Dans d’autres œuvres, le futur saint paraît transformé en « hérisson » - comme le précise Jacques de Voragine - par les nombreuses flèches (chez Benozzo Gozzoli, ou Matteo di Giovanni). Il a souvent un air méditatif, et semble parfaitement insensible à la douleur.
Il en va autrement ici. Cette peinture édifiante est en accord avec les orientations préconisées dans le cadre de la Contre-réforme, et l’artiste a intégré les leçons du Caravage : la scène est réaliste et vraisemblable. Deux flèches plantées dans le corps, et trois autres impacts, ont suffi à faire perdre connaissance à Sébastien, qui n’est plus un héros au courage et à l’endurance exceptionnels. Il n’est ni héroïque, ni indifférent, il n’est qu’un homme fragile, blessé, accablé par son destin. Le spectateur peut ainsi mieux s’identifier à ce jeune homme dénudé, qui, bien qu’officier commandant la première cohorte de la garde prétorienne, montre sa souffrance.

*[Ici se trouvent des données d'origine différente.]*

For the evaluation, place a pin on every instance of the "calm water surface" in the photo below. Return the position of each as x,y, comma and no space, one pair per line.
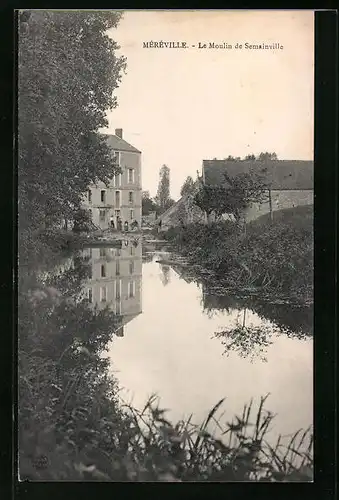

L’intensité de ce drame absolu est accentuée par la solitude du saint, que les archers ont laissé pour mort. On imagine les évènements qui ont précédé la scène décrite par le tableau : les bousculades, les huées, les insultes des soldats, l’ordre de l’officier, le sifflement des flèches, la douleur intense, insupportable, de chaque trait qui perce les chairs et les muscles, l’irrépressible sursaut du corps à chaque impact, les hurlements. C’en est trop. Sébastien a sombré dans le néant qui le protège de la douleur. Les archers sont partis. Moment intermédiaire. Moment d’abandon. Moment de solitude. Moment d'apaisement. Moment de silence. Toute l’attention est concentrée sur ce corps lumineux. Le souffle du héros est à peine perceptible. Est-il mort ? Il en a l’apparence. Mais nous savons que bientôt ce silence sera rompu par les lamentations affligées et les pleurs d’Irène accompagnée de sa servante, qui vont découvrir le corps ensanglanté de Sébastien, et entreprendre de le soigner. Elles parviendront à le sauver une première fois…

Conclusion
Ce tableau typiquement caravagesque est admirable par la sobriété, l’originalité et l’efficacité des moyens mis en œuvre par le peintre, pour raconter un épisode dramatique de la vie d’un martyr chrétien. Tous les éléments du tableau, utilisés avec maîtrise et parcimonie, contribuent à provoquer chez le spectateur une attitude compassionnelle pleine d’émotion. De cette belle composition, très expressive, se dégage une grande humanité. Une œuvre religieuse ? Certes, mais surtout un drame humain bouleversant auquel nous sommes confrontés.